Quando ancora facevo il dottorato, con un amico trapiantato in Germania passavamo le intere giornate collegati dagli archivi delle rispettive città, mentre io sfogliavo gli enormi volumi del Comitato catalano che durante la Grande Guerra mandava gli aiuti ai connazionali che combattevano nelle trincee francesi.
Questi soldati sono ora presentati dagli indipendentisti come eroi dimenticati e dagli anti-indipendentisti come quattro gatti interessati solo a ricevere tabacco. Spesso scrivevano da un ospedale militare. Per ognuno c’è un lungo fascicolo con tutte le sue lettere al comitato, o alla madrina di guerra (una che mandava roba). Io leggevo la data delle lettere, davo una scorsa rapida al testo, scritto spesso in un catalano improbabile per compiacere l’interlocutore, e chiedevo in chat all’amico:
– Secondo te questo se lo mangia, il panettone del ’18?
Naaa, rispondeva invariabilmente lui, che aveva adottato quei soldati teutonici che i miei sembravano schifare tanto (e che ancora dovevano invadere la Rambla in sandali ortopedici!).
Molti se lo mangiavano, il panettone, o la versione catalana non pervenuta. Qualcuno che pareva particolarmente dedito alla causa improvvisamente disertava, allora non potevo saperlo ma ci speravo poco.
Con qualcun altro, invece, succedeva. Nell’ultima pagina del suo fascicolo trovavo una lettera formale e tecnica di un funzionario che ne annunciava in francese il decesso “nei Campi d’Onore“. Quando succedeva qualche mese prima del sospirato panettone, m’incazzavo sul serio.

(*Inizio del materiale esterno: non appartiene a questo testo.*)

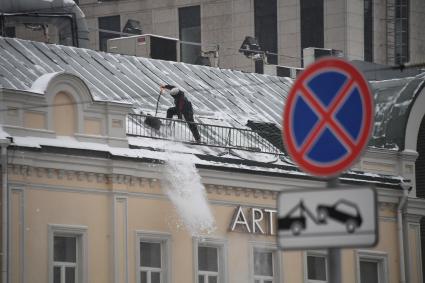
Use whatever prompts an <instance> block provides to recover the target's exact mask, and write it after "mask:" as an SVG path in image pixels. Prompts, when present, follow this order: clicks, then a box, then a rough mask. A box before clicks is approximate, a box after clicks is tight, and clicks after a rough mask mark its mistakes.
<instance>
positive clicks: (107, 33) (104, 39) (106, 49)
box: [98, 15, 121, 51]
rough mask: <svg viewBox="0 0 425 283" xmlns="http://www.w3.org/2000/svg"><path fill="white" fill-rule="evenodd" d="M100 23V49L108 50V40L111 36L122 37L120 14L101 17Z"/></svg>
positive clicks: (114, 36) (99, 22) (113, 36)
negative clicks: (107, 16) (119, 14)
mask: <svg viewBox="0 0 425 283" xmlns="http://www.w3.org/2000/svg"><path fill="white" fill-rule="evenodd" d="M98 21H99V22H98V25H99V50H100V51H107V41H108V39H111V38H116V37H120V34H119V32H120V31H121V18H120V16H119V15H118V16H109V17H100V18H99V19H98Z"/></svg>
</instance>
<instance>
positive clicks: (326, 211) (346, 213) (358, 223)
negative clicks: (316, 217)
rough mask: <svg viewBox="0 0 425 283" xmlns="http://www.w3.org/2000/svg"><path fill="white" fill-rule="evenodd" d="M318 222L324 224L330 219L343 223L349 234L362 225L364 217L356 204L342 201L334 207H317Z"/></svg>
mask: <svg viewBox="0 0 425 283" xmlns="http://www.w3.org/2000/svg"><path fill="white" fill-rule="evenodd" d="M317 218H318V221H319V222H321V223H324V222H326V221H327V219H328V218H330V219H333V220H335V221H338V222H340V223H343V224H344V225H345V227H346V229H347V232H348V233H354V231H355V230H356V229H357V228H359V227H360V226H361V225H362V221H363V219H362V216H361V215H360V212H359V209H358V207H357V205H356V204H354V203H352V202H350V201H347V200H344V199H341V200H339V201H337V202H336V203H335V204H334V205H332V206H328V205H319V206H318V207H317Z"/></svg>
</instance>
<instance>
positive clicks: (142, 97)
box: [0, 37, 425, 149]
mask: <svg viewBox="0 0 425 283" xmlns="http://www.w3.org/2000/svg"><path fill="white" fill-rule="evenodd" d="M60 71H66V72H69V73H72V74H75V75H77V76H78V77H80V78H82V79H83V80H84V81H85V83H86V84H87V86H88V87H89V89H90V91H91V93H92V95H93V99H94V100H102V101H116V102H126V103H131V104H133V105H134V108H135V111H136V112H139V111H143V113H145V114H146V113H153V112H154V109H155V105H156V101H157V97H158V94H159V86H160V85H161V84H165V83H168V84H174V85H176V86H178V87H180V88H181V89H182V90H183V91H185V93H186V95H187V97H188V98H189V99H190V100H191V102H192V104H193V107H194V109H195V114H196V115H195V119H196V120H197V121H198V122H203V123H211V124H219V125H225V126H231V127H238V128H239V127H246V124H247V122H248V120H251V121H256V122H266V123H275V124H277V125H280V124H281V119H282V118H281V117H282V111H283V106H284V102H285V100H286V96H287V94H288V92H289V89H290V87H291V84H292V80H291V79H290V78H283V77H276V76H269V75H261V74H255V73H244V72H241V71H237V70H228V69H219V68H212V67H206V66H197V65H190V64H185V63H179V62H171V61H162V60H154V59H148V58H140V57H134V56H127V55H119V54H110V53H105V52H98V51H94V50H89V49H82V48H75V47H69V46H60V45H52V44H45V43H40V42H32V41H26V40H20V39H12V38H2V37H0V84H1V87H3V88H8V89H16V90H30V89H31V86H32V84H33V83H34V81H35V80H36V79H37V78H39V77H40V76H42V75H44V74H47V73H53V72H60ZM424 77H425V74H422V75H417V76H415V77H407V78H406V77H403V78H396V79H391V80H383V81H372V82H371V87H372V89H373V92H374V95H375V103H376V104H375V107H376V115H375V130H374V133H373V138H372V140H371V143H370V144H371V145H373V146H377V147H386V148H393V149H399V148H403V146H404V144H403V142H402V141H404V136H403V134H404V131H403V129H404V128H403V125H402V124H400V123H401V121H407V115H408V113H409V109H410V108H409V107H410V105H411V103H412V101H413V100H414V97H415V96H416V95H417V94H418V93H419V91H420V90H421V88H422V87H423V85H424ZM172 103H173V102H172V99H171V97H170V96H163V97H162V98H161V105H160V108H159V116H165V111H166V109H167V108H168V107H170V106H171V105H172ZM395 124H397V125H398V124H400V125H399V126H397V127H395V126H394V125H395Z"/></svg>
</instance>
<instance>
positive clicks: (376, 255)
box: [357, 251, 388, 283]
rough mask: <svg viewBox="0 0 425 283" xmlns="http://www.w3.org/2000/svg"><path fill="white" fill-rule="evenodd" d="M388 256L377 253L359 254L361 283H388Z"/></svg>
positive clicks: (361, 252)
mask: <svg viewBox="0 0 425 283" xmlns="http://www.w3.org/2000/svg"><path fill="white" fill-rule="evenodd" d="M387 262H388V260H387V255H386V254H385V253H381V252H375V251H358V252H357V266H358V269H357V272H358V274H359V276H358V278H359V280H360V281H359V283H372V282H373V283H387V282H388V278H387V273H388V268H387V265H388V263H387Z"/></svg>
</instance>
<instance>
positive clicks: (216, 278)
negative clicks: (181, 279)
mask: <svg viewBox="0 0 425 283" xmlns="http://www.w3.org/2000/svg"><path fill="white" fill-rule="evenodd" d="M218 264H219V259H218V248H216V247H202V246H201V247H198V283H218V282H219V280H218V278H219V269H218Z"/></svg>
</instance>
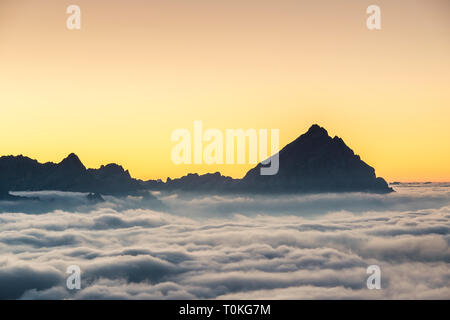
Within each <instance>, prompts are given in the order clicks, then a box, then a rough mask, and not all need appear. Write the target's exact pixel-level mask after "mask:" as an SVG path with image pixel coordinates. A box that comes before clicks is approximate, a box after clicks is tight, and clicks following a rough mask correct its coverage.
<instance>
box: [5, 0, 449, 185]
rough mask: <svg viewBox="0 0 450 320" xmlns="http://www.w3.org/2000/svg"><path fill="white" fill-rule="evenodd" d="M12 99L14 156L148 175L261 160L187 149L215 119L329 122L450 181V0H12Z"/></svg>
mask: <svg viewBox="0 0 450 320" xmlns="http://www.w3.org/2000/svg"><path fill="white" fill-rule="evenodd" d="M70 4H77V5H79V6H80V7H81V10H82V29H81V30H79V31H70V30H68V29H67V28H66V19H67V17H68V15H67V14H66V12H65V11H66V8H67V6H69V5H70ZM371 4H377V5H379V6H380V7H381V14H382V30H380V31H369V30H368V29H367V28H366V25H365V21H366V17H367V14H366V8H367V7H368V6H369V5H371ZM0 111H1V113H0V135H1V137H2V138H1V140H0V155H9V154H14V155H17V154H24V155H27V156H29V157H31V158H35V159H38V160H39V161H41V162H44V161H54V162H59V161H60V160H61V159H62V158H63V157H65V156H66V155H67V154H69V153H70V152H75V153H76V154H78V155H79V157H80V158H81V160H82V161H83V162H84V164H85V165H86V166H87V167H98V166H100V164H105V163H109V162H116V163H120V164H121V165H123V166H124V167H125V168H127V169H129V170H130V173H131V174H132V176H134V177H137V178H141V179H150V178H152V179H153V178H163V179H165V178H166V177H168V176H170V177H178V176H181V175H184V174H186V173H187V172H199V173H205V172H214V171H221V172H222V173H224V174H227V175H232V176H234V177H241V176H242V175H243V174H244V173H245V172H246V170H248V169H249V168H250V167H252V165H209V166H208V165H190V166H187V165H180V166H176V165H175V164H173V163H172V161H171V149H172V147H173V146H174V145H175V143H174V142H171V140H170V136H171V133H172V131H173V130H175V129H178V128H187V129H190V130H192V127H193V121H194V120H202V121H203V125H204V127H205V129H208V128H218V129H221V130H225V129H227V128H243V129H247V128H255V129H260V128H268V129H270V128H279V129H280V145H281V146H284V145H285V144H287V143H289V142H290V141H291V140H293V139H295V138H296V137H297V136H298V135H300V134H302V133H304V132H305V131H306V130H307V129H308V127H309V126H310V125H311V124H313V123H318V124H320V125H321V126H324V127H325V128H326V129H327V130H328V132H329V133H330V135H332V136H334V135H338V136H340V137H341V138H343V139H344V141H345V142H346V143H347V145H349V146H350V147H351V148H352V149H353V150H354V151H355V152H356V153H357V154H359V155H361V157H362V159H363V160H364V161H366V162H367V163H368V164H370V165H371V166H373V167H374V168H375V169H376V173H377V175H378V176H382V177H384V178H386V179H387V180H388V181H450V2H449V1H448V0H428V1H425V0H420V1H415V0H390V1H386V0H371V1H365V0H358V1H355V0H342V1H335V0H327V1H325V0H316V1H299V0H297V1H291V0H285V1H264V0H240V1H237V0H227V1H225V0H217V1H211V0H208V1H207V0H158V1H144V0H141V1H137V0H136V1H124V0H121V1H119V0H115V1H113V0H109V1H106V0H105V1H101V0H96V1H92V0H78V1H77V0H72V1H65V0H40V1H35V0H0Z"/></svg>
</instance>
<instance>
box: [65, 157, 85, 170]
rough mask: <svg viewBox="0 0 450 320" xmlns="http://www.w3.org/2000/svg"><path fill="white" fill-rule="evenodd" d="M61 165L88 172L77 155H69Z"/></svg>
mask: <svg viewBox="0 0 450 320" xmlns="http://www.w3.org/2000/svg"><path fill="white" fill-rule="evenodd" d="M59 165H62V166H64V167H71V168H76V169H82V170H86V167H85V166H84V165H83V163H82V162H81V160H80V158H78V156H77V155H76V154H75V153H71V154H69V155H68V156H67V157H66V158H64V159H63V160H62V161H61V162H60V163H59Z"/></svg>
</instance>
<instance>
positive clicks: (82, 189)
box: [0, 153, 142, 195]
mask: <svg viewBox="0 0 450 320" xmlns="http://www.w3.org/2000/svg"><path fill="white" fill-rule="evenodd" d="M139 189H142V186H141V185H140V183H139V181H137V180H135V179H133V178H131V177H130V174H129V172H128V171H125V170H124V169H123V168H122V167H121V166H119V165H117V164H108V165H106V166H101V167H100V168H99V169H86V167H85V166H84V165H83V163H82V162H81V161H80V159H79V158H78V157H77V156H76V155H75V154H73V153H72V154H70V155H69V156H68V157H67V158H65V159H64V160H62V161H61V162H60V163H52V162H47V163H39V162H38V161H36V160H33V159H30V158H28V157H24V156H21V155H20V156H6V157H1V158H0V191H1V190H3V193H4V192H5V191H39V190H57V191H75V192H93V193H99V194H106V195H122V194H133V193H134V192H136V191H137V190H139Z"/></svg>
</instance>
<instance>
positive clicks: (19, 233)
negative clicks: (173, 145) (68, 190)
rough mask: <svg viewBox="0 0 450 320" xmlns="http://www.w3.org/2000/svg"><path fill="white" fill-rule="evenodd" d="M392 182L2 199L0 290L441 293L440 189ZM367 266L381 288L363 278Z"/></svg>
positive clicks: (387, 293) (2, 298) (33, 295)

Perché questi, che lo scrivessero per il tabacco o perché ci credevano davvero, sembravano molto convinti, di star lottando per la libertà dei popoli. Ovviamente, digerito il famoso panettone, sarebbero stati ringraziati con disoccupazione, crisi e un’altra guerra da subire e basta, troppo vecchi per combatterla (quando andava bene).

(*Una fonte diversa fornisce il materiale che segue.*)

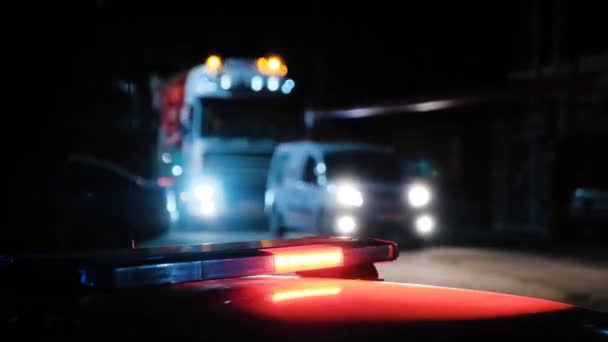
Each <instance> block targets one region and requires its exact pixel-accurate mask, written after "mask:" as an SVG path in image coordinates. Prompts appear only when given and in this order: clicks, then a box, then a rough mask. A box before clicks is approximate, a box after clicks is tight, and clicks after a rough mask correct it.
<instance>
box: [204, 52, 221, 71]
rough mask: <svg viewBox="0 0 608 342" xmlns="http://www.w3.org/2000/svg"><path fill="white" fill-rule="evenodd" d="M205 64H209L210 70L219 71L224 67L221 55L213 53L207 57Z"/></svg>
mask: <svg viewBox="0 0 608 342" xmlns="http://www.w3.org/2000/svg"><path fill="white" fill-rule="evenodd" d="M205 65H207V69H208V70H209V71H211V72H217V71H218V70H220V68H221V67H222V59H221V58H220V56H217V55H211V56H209V57H208V58H207V61H206V62H205Z"/></svg>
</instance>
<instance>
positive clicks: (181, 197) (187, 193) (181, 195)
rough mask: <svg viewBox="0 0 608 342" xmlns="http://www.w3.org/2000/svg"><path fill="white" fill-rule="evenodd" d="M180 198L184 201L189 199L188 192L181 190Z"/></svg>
mask: <svg viewBox="0 0 608 342" xmlns="http://www.w3.org/2000/svg"><path fill="white" fill-rule="evenodd" d="M179 199H181V200H182V201H183V202H186V201H188V192H186V191H182V192H180V193H179Z"/></svg>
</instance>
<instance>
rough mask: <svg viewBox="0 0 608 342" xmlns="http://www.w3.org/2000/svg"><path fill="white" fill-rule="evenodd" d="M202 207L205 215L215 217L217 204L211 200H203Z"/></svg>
mask: <svg viewBox="0 0 608 342" xmlns="http://www.w3.org/2000/svg"><path fill="white" fill-rule="evenodd" d="M200 209H201V215H203V216H204V217H213V216H215V214H216V212H217V209H216V207H215V204H214V203H213V202H211V201H202V202H201V207H200Z"/></svg>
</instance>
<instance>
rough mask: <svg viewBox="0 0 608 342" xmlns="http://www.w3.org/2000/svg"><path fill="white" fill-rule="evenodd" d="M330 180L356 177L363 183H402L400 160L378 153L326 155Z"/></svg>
mask: <svg viewBox="0 0 608 342" xmlns="http://www.w3.org/2000/svg"><path fill="white" fill-rule="evenodd" d="M325 166H326V170H327V171H326V173H327V177H328V178H329V179H337V178H342V177H356V178H357V179H360V180H362V181H371V182H391V183H392V182H395V183H396V182H400V181H401V166H400V161H399V159H398V158H397V157H396V156H395V155H393V154H391V153H385V152H380V151H378V152H376V151H340V152H330V153H328V154H326V155H325Z"/></svg>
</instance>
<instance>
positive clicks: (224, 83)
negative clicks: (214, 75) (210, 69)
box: [220, 75, 232, 90]
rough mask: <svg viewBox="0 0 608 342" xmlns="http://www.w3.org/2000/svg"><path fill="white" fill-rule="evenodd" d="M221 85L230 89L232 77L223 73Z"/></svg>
mask: <svg viewBox="0 0 608 342" xmlns="http://www.w3.org/2000/svg"><path fill="white" fill-rule="evenodd" d="M220 87H222V89H224V90H228V89H230V87H232V78H230V76H228V75H222V77H220Z"/></svg>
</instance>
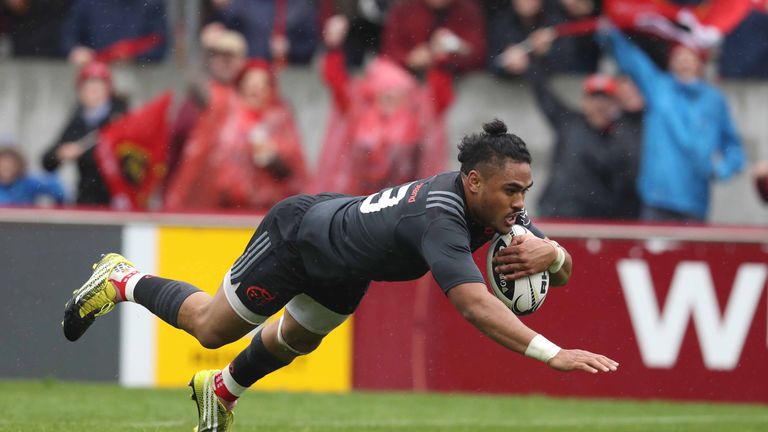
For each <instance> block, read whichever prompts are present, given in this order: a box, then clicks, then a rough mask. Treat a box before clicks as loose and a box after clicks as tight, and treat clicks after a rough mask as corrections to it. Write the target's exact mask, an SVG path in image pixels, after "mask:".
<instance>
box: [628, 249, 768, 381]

Questa versione della Grande Guerra, raccontata da un coetaneo su una brandina improvvisata, mi ha fatto riflettere molto sulle illusioni.
Su quando siamo proprio convinti di star facendo la cosa giusta, e intanto ci siamo fatti tutto un disegno preconfezionato su come dovrebbe andare.
“Dalla trincea lotterò per la mia patria, e per la mia famiglia amata”, recitava in francese una cartolina, raffigurante un barbuto cherubino in divisa, con la testa rivolta a una donna che pure sembrava volare dal cielo, il bimbo (per la verità molto ariano) in braccio. Eppure sti soldati diventavano isterici, piangevano, gridavano, tanto che gli alleati inglesi si erano inventati pure un termine per dare una “dignità” virile alla loro malattia: shell-shock. No, stava lì, e gli è esplosa vicino una mina. Mica è stato fare un centinaio di metri sotto il tiro dell’artiglieria nemica senza neanche poter cominciare a sparare (ma se ti giravi ti sparava il tuo superiore). Mica è stato farsi tutta la notte, come Ungaretti, vicino a un compagno morto. Mica è stato ricevere lettere da gente che era in pena per lui e doveva continuare a scrivere vinceremo, maledetti crucchi, invece di veniteme a piglia’, non ce la faccio più.
Davanti a questa follia, le mie piccole morti quotidiane mi sembravano più accettabili, ma meno accettabili gli errori che portavano a quelle.
La presunzione di sapere già come andrà a finire, di essere meglio di qualcun altro perché sì, di non avere mai bisogno di incantare qualcuno con belle parole sperando di spremergli un po’ di tabacco.
È quello che mi succede quando mi faccio aspettative su un lavoro che non viene. Quando per rassicurarmi come straniera mi butto a criticare gli autoctoni. Quando un senzatetto durante il giro di volontariato mi bacia la mano e dice te quiero mucho e non so mai se è perché ci crede o se perché ha bisogno che ci creda io.
E il bisogno, ho imparato nelle giornate in archivo a sfogliare vecchie lettere scritte in catalano strano, il bisogno è il peggiore dei moventi.
Il più efficace, dice qualcuno, l’unico che funzioni.
Il peggiore, ribadisco.
Per quanto sta in noi, non riduciamoci mai a quello.